Professor Sir Geoffrey Nice

Geoffrey-NiceSir Geoffrey Nice is one of the country’s most distinguished human rights lawyers. In addition to being a Bencher of Inner Temple, he is currently Gresham Professor of Law at Gresham College, London (a post which he will retain until 2015).

He was educated at Keble College, Oxford (Philosophy, Politics and Economics) and the College of Law, London. He was called to the Bar in 1971, and practised as a barrister until 1998 when he was recruited to the International Criminal Tribunal for the former Yugoslavia – ICTY – by Justice Louise Arbour (later UN High Commissioner for Human Rights). He prosecuted a number of cases relating to genocide, and in November 2001 undertook the prosecution of Slobodan Milošević until the end of that trial in 2006.

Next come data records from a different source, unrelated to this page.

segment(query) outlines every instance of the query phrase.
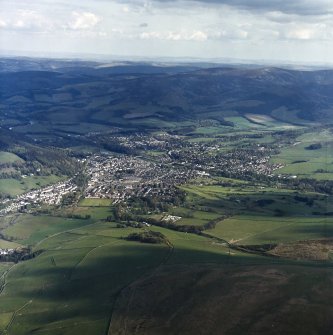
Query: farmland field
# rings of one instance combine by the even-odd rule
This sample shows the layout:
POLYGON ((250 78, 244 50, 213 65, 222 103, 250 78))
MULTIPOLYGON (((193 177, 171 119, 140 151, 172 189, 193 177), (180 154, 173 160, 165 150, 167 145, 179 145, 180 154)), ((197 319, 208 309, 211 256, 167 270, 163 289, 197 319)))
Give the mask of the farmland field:
POLYGON ((47 186, 56 183, 63 178, 50 175, 50 176, 27 176, 20 180, 14 178, 0 179, 0 190, 3 193, 8 193, 11 196, 16 196, 31 189, 47 186))
POLYGON ((236 244, 266 244, 333 237, 333 219, 316 217, 235 216, 208 234, 236 244))
POLYGON ((285 166, 275 171, 276 174, 295 174, 299 177, 315 179, 333 178, 333 136, 328 131, 306 133, 299 136, 293 146, 287 147, 272 158, 272 162, 285 166), (311 144, 320 144, 315 150, 311 144))
POLYGON ((22 162, 22 159, 10 152, 0 151, 0 164, 22 162))
POLYGON ((37 327, 41 334, 103 333, 119 290, 133 280, 166 262, 223 262, 227 258, 227 249, 215 247, 207 238, 157 230, 174 246, 172 254, 166 245, 122 239, 133 228, 20 217, 6 233, 43 253, 16 264, 7 274, 0 295, 2 331, 26 334, 37 327))

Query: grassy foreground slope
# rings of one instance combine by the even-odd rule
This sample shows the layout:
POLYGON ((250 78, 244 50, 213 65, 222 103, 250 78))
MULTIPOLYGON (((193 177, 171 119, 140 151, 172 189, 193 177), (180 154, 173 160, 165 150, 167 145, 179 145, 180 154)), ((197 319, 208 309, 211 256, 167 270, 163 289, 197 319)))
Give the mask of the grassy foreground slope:
POLYGON ((104 221, 107 207, 83 204, 76 212, 90 211, 89 219, 2 218, 7 237, 43 252, 1 266, 0 333, 255 334, 271 324, 272 334, 293 324, 294 333, 329 329, 330 262, 242 253, 162 227, 119 228, 104 221), (168 244, 124 239, 147 229, 163 233, 168 244), (312 321, 300 325, 301 315, 312 321))
MULTIPOLYGON (((43 217, 38 219, 43 221, 43 217)), ((23 217, 20 222, 28 221, 29 217, 23 217)), ((4 276, 0 295, 3 333, 105 334, 117 295, 142 275, 165 263, 228 258, 225 247, 215 247, 199 236, 158 228, 170 239, 170 246, 147 245, 123 239, 138 229, 76 221, 73 225, 68 219, 48 218, 44 233, 39 224, 27 224, 30 236, 20 223, 7 230, 17 242, 29 241, 43 253, 13 265, 4 276), (54 226, 62 231, 54 233, 54 226)))

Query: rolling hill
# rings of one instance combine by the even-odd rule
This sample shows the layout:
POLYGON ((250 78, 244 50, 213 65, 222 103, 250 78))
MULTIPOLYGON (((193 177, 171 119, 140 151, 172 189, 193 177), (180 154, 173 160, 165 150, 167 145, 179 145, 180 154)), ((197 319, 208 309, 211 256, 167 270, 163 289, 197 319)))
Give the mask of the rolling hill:
POLYGON ((66 133, 66 125, 87 122, 137 129, 212 120, 232 127, 226 117, 253 121, 249 114, 298 125, 333 121, 332 70, 78 61, 37 70, 25 61, 20 70, 19 61, 3 62, 0 124, 27 134, 49 132, 45 124, 66 133))

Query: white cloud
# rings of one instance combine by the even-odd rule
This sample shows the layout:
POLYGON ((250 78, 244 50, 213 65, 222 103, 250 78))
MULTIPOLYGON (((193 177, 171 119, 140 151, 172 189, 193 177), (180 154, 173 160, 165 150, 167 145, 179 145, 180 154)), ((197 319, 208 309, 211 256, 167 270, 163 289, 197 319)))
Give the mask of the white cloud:
POLYGON ((200 30, 196 31, 150 31, 139 34, 143 40, 157 39, 166 41, 198 41, 203 42, 208 39, 208 35, 200 30))
POLYGON ((315 36, 311 29, 296 29, 287 33, 287 38, 298 40, 310 40, 315 36))
POLYGON ((333 53, 328 0, 0 1, 4 49, 260 59, 333 53))
POLYGON ((0 18, 0 27, 8 30, 40 32, 50 30, 53 24, 37 11, 17 10, 13 15, 8 15, 6 19, 0 18))
POLYGON ((86 30, 94 28, 101 22, 101 18, 90 12, 72 12, 72 20, 68 26, 73 30, 86 30))
POLYGON ((0 19, 0 28, 6 28, 7 27, 7 22, 5 20, 0 19))

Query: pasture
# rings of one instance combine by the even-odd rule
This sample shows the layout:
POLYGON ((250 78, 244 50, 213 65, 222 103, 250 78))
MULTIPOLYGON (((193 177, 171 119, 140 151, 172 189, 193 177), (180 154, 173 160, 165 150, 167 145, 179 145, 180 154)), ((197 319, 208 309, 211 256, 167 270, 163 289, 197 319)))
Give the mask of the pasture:
POLYGON ((111 199, 85 198, 80 201, 80 207, 109 207, 112 205, 111 199))
POLYGON ((0 193, 17 196, 60 181, 62 178, 56 175, 50 176, 27 176, 20 180, 14 178, 0 179, 0 193))
POLYGON ((23 162, 23 159, 11 152, 0 151, 0 164, 17 162, 23 162))
POLYGON ((272 163, 285 166, 275 174, 292 174, 298 177, 315 179, 333 178, 333 135, 328 130, 305 133, 296 139, 292 146, 285 147, 271 159, 272 163), (320 148, 309 150, 312 144, 320 148))
POLYGON ((123 239, 142 229, 19 216, 6 234, 43 252, 12 266, 4 278, 0 331, 106 334, 117 296, 131 282, 164 264, 224 263, 230 257, 208 238, 152 229, 165 234, 172 249, 123 239))
POLYGON ((270 244, 333 237, 333 218, 236 215, 208 234, 234 244, 270 244))

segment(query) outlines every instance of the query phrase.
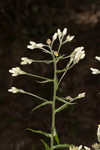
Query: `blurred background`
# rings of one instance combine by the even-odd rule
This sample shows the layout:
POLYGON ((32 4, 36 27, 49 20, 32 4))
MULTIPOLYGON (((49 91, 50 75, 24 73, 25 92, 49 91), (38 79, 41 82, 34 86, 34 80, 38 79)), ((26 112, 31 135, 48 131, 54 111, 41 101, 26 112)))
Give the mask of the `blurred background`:
MULTIPOLYGON (((0 150, 42 150, 39 135, 26 128, 49 132, 51 109, 43 107, 32 112, 39 104, 30 96, 8 93, 11 86, 25 89, 45 98, 51 98, 51 85, 41 85, 29 77, 12 78, 8 70, 20 66, 20 58, 45 59, 48 56, 27 50, 30 40, 45 43, 58 28, 68 28, 75 35, 73 42, 63 47, 71 53, 84 46, 86 58, 80 61, 62 81, 61 96, 77 96, 78 100, 57 115, 56 126, 62 143, 87 145, 97 141, 100 124, 100 76, 92 75, 90 67, 100 69, 94 57, 100 56, 100 1, 99 0, 0 0, 0 150)), ((61 67, 66 62, 61 63, 61 67)), ((23 70, 52 76, 52 66, 32 64, 23 70)))

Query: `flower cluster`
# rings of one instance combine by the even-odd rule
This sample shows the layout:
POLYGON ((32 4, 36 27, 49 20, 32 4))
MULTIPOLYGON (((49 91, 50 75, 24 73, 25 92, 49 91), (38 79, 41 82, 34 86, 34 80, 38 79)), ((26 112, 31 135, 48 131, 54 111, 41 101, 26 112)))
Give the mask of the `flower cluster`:
POLYGON ((61 39, 67 34, 67 28, 64 28, 62 32, 60 29, 58 29, 56 34, 58 35, 58 38, 61 39))
POLYGON ((21 65, 26 65, 26 64, 31 64, 32 62, 33 62, 32 59, 29 59, 29 58, 27 58, 27 57, 22 57, 20 64, 21 64, 21 65))
MULTIPOLYGON (((57 37, 58 37, 59 41, 62 41, 63 38, 64 38, 66 35, 67 35, 67 28, 64 28, 63 31, 61 31, 60 29, 57 29, 57 32, 54 33, 52 39, 53 39, 53 41, 54 41, 54 40, 56 40, 57 37)), ((65 37, 65 41, 63 41, 63 43, 72 41, 72 40, 74 39, 74 37, 75 37, 74 35, 73 35, 73 36, 67 35, 67 36, 65 37)))
POLYGON ((12 74, 13 77, 16 77, 18 75, 24 75, 24 74, 26 74, 19 67, 12 68, 12 69, 9 70, 9 72, 12 74))
POLYGON ((69 150, 91 150, 90 147, 79 145, 79 146, 70 146, 69 150))
POLYGON ((84 98, 85 96, 86 96, 86 93, 82 92, 78 94, 77 98, 80 99, 80 98, 84 98))
POLYGON ((75 48, 75 50, 72 52, 70 56, 70 60, 71 62, 73 62, 73 64, 77 64, 84 57, 85 57, 84 47, 81 46, 81 47, 75 48))
MULTIPOLYGON (((100 61, 100 57, 98 57, 98 56, 96 56, 95 59, 100 61)), ((100 74, 100 70, 99 69, 91 67, 90 70, 92 71, 92 74, 100 74)))
POLYGON ((81 98, 84 98, 86 96, 86 93, 85 92, 82 92, 82 93, 79 93, 76 97, 72 98, 71 96, 67 96, 65 97, 66 100, 68 101, 73 101, 73 100, 76 100, 76 99, 81 99, 81 98))
POLYGON ((92 74, 100 74, 100 70, 99 69, 91 67, 90 70, 92 71, 92 74))
POLYGON ((24 93, 24 90, 17 89, 16 87, 11 87, 10 89, 8 89, 8 92, 11 92, 13 94, 15 94, 15 93, 24 93))
POLYGON ((30 45, 27 46, 29 49, 42 48, 44 46, 42 43, 36 43, 33 41, 30 41, 29 43, 30 45))
POLYGON ((98 125, 97 128, 97 138, 98 138, 98 142, 100 142, 100 124, 98 125))

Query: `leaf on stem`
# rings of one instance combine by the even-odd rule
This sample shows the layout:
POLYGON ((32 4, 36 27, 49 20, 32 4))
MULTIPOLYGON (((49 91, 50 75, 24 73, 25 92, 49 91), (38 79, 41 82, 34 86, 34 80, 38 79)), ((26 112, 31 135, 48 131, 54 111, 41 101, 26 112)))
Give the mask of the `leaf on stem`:
POLYGON ((55 129, 55 133, 56 133, 56 135, 54 137, 55 141, 56 141, 57 144, 60 144, 60 140, 59 140, 58 133, 57 133, 56 129, 55 129))
POLYGON ((41 142, 43 143, 45 150, 50 150, 49 145, 44 140, 41 139, 41 142))
POLYGON ((34 107, 34 108, 32 109, 32 111, 35 111, 35 110, 39 109, 40 107, 43 107, 43 106, 48 105, 48 104, 52 104, 52 101, 43 102, 42 104, 40 104, 40 105, 34 107))
POLYGON ((58 145, 55 145, 53 148, 54 149, 60 149, 60 148, 66 148, 66 147, 70 147, 69 144, 58 144, 58 145))
POLYGON ((30 129, 30 128, 27 128, 26 130, 31 131, 33 133, 38 133, 38 134, 44 135, 44 136, 46 136, 48 138, 51 138, 51 134, 50 133, 46 133, 46 132, 41 131, 41 130, 33 130, 33 129, 30 129))

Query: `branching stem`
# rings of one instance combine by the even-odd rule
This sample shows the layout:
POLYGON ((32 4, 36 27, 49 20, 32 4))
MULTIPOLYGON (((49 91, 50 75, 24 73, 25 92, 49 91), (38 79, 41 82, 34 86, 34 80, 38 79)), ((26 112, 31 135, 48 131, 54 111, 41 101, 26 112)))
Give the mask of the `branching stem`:
POLYGON ((54 136, 55 136, 55 104, 56 104, 56 91, 57 91, 57 74, 56 74, 56 59, 54 60, 54 85, 53 85, 53 103, 52 103, 52 126, 51 126, 51 150, 54 149, 54 136))

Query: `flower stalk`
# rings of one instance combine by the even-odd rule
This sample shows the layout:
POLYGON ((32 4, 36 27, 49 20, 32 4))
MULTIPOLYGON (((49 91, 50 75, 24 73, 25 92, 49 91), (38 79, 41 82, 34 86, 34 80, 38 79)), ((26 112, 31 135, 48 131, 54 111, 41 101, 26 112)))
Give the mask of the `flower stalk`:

He serves as a Recorder (Civil, Criminal, Family cases), 1984 to date (sitting at Old Bailey since 1995); served as a Member of the Criminal Injuries Compensation Board (making awards of compensation for victims of crimes) 1995 – 2001; Deputy Chairman (the senior professional member) of the Bar Standards Board (regulatory body of the Bar of England and Wales) 2009 – 2012; served as a Board Member of Indict (an NGO for gathering evidence for the indictment of Saddam Hussein); a Board Member of the ‘Burma Justice Committee’, 2007 to date; a Commissioner of the Harvard Report into Burma, with Justice Richard Goldstone (South Africa) and Justice Patricia M. Wald (United States); Advisory Board Member of ‘Prisoners of Conscience’; Patron (and occasional lecturer) at the University of Kent at Canterbury; he is also actively involved in raising awareness of humanitarian crimes committed in North Korea, and has argued for an official UN Commission of Inquiry. Since the establishment of that enquiry in 2013, he has served as an adviser to the Commission.

He was appointed Honorary Doctor of Laws, University of Kent, 2005; and knighted in 2007 for services to International Criminal Justice.